Sewanee Vice-Chancellor John McCardell joins of a group of colleges that have become convinced the usual method is not ideal.

“I’m even more convinced that what that approach does is give you more money than you need to spend or ought to be spending in good times; and less money than you need to spend or ought to be spending in bad times,” he said. “Which seems to be the exact opposite, it seems to me, of where you want to be or ought to be.” 

McCardell’s point is that when markets have been bad, typical endowment spending policies cause colleges to respond by taking less money from their endowment because they are committed to drawing 5 percent of the average size of an endowment, regardless of what the endowment’s size has been.

“There’s nothing magical about 5 percent,” McCardell said, adding it could end up being “unnecessarily severe.”

This means when times are tough and colleges might want to turn to their endowment to help prop up the operating budget, they end up getting less money. But when markets have been bullish, colleges tend to spend at times when they may need that money the least.

“The idea is that this smoothes out volatility, when really it does not,” McCardell said.
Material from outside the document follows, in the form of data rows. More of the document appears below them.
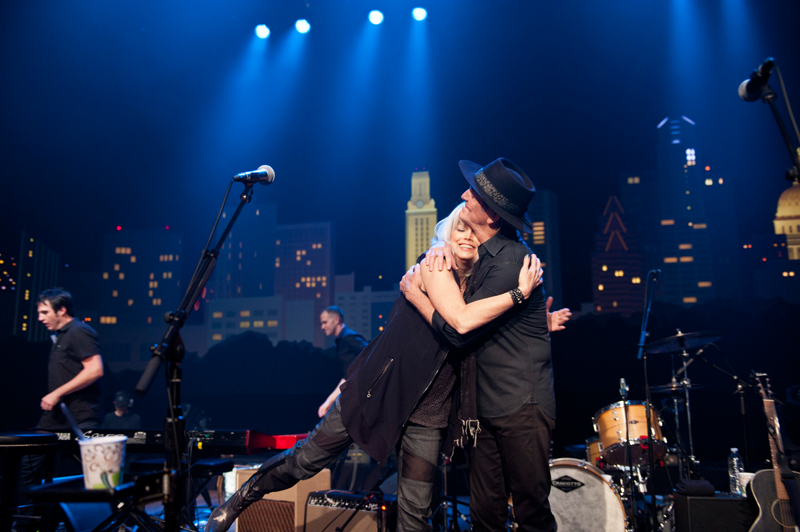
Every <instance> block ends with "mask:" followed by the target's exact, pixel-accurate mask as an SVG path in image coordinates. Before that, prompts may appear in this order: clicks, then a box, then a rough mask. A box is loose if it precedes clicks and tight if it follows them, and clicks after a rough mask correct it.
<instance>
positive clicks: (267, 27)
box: [256, 24, 269, 39]
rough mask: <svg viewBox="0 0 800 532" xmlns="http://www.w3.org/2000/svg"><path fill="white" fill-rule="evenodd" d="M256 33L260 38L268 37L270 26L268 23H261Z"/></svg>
mask: <svg viewBox="0 0 800 532" xmlns="http://www.w3.org/2000/svg"><path fill="white" fill-rule="evenodd" d="M256 35H257V36H258V38H259V39H266V38H267V37H269V28H268V27H267V25H266V24H259V25H258V26H256Z"/></svg>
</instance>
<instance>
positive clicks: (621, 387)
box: [619, 378, 630, 401]
mask: <svg viewBox="0 0 800 532" xmlns="http://www.w3.org/2000/svg"><path fill="white" fill-rule="evenodd" d="M628 390H630V388H629V387H628V383H627V382H625V379H624V378H622V379H620V380H619V394H620V395H621V396H622V400H623V401H624V400H625V399H627V398H628Z"/></svg>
So Sewanee’s board recently joined about 5 percent of American colleges that use a different approach, which takes the previous year’s spending and then adds inflation. This means colleges take a certain amount of money almost regardless of market performance. Colleges do acknowledge market performance slightly, by putting a ceiling on the spending (of 5.5 percent of the endowment’s value at Sewanee) to make sure they don’t deplete the endowment and a floor on the spending (4.5 percent at Sewanee) to make sure they aren’t failing to acknowledge strong market growth.

In the upcoming fiscal year, Sewanee plans to take $13.6 million from its endowment toward its $80.4 million operating budget. In coming years, the number will go up with inflation – either the Consumer Price Index, the Higher Education Price Index or some other custom measure the university decides on.
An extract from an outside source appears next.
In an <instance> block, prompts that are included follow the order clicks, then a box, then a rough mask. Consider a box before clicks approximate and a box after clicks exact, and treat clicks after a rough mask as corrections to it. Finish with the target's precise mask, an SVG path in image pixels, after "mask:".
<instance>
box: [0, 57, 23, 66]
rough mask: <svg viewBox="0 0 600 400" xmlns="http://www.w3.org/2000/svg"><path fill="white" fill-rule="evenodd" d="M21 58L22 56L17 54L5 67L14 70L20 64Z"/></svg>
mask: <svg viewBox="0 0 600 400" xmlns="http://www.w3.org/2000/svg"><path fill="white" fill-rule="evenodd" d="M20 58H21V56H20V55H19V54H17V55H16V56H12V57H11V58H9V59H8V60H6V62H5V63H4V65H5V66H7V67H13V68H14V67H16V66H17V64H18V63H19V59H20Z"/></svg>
This way, Sewanee can more predictably count on how much money it will be taking from the endowment. Sewanee looked back and found that if it had used an inflation-adjusted spending plan over the past five years, the size of its endowment would be almost exactly the same but the university would not have had to deal with market swings that meant it was cutting its operating budget when it could least afford to.

McCardell said one of the assumptions of the plan is that the market won’t tank while inflation is rising. Another assumption is that endowment growth will meet or exceed inflation.

Bill Jarvis, the managing director of the Commonfund Institute, which advises nonprofit investors and helped prepare the report, said he’s surprised more colleges have not adopted inflation-adjusted spending plans. Already, he said, many institutions that use endowment funding for a significant chunk of their operating budget use similar methods.

Yale University and Stanford University, for instance, have an endowment spending method that relies on a combination of inflation and average endowment size.

About 7 percent of endowments use that hybrid method, according to the latest study of endowment trends by the Commonfund and the National Association of College and University Business Officers. Most of them are colleges with endowments larger than $100 million.

Jarvis said presidents at institutions that don’t rely exclusively on market returns have to exercise willpower: When everyone else is bragging about being able to spend a lot during a strong market, those presidents can’t, and when other institutions are cutting spending, those presidents have to keep spending level.

McCardell said he is now able to plan five years into the future because he can more easily predict what will be coming from his endowment, which makes up around 16 percent of Sewanee’s operating budget.

“This is a decision that at least in the next little bit will allow us to spend a bit more and invest a bit more in our students and our faculty and our physical plant,” he said.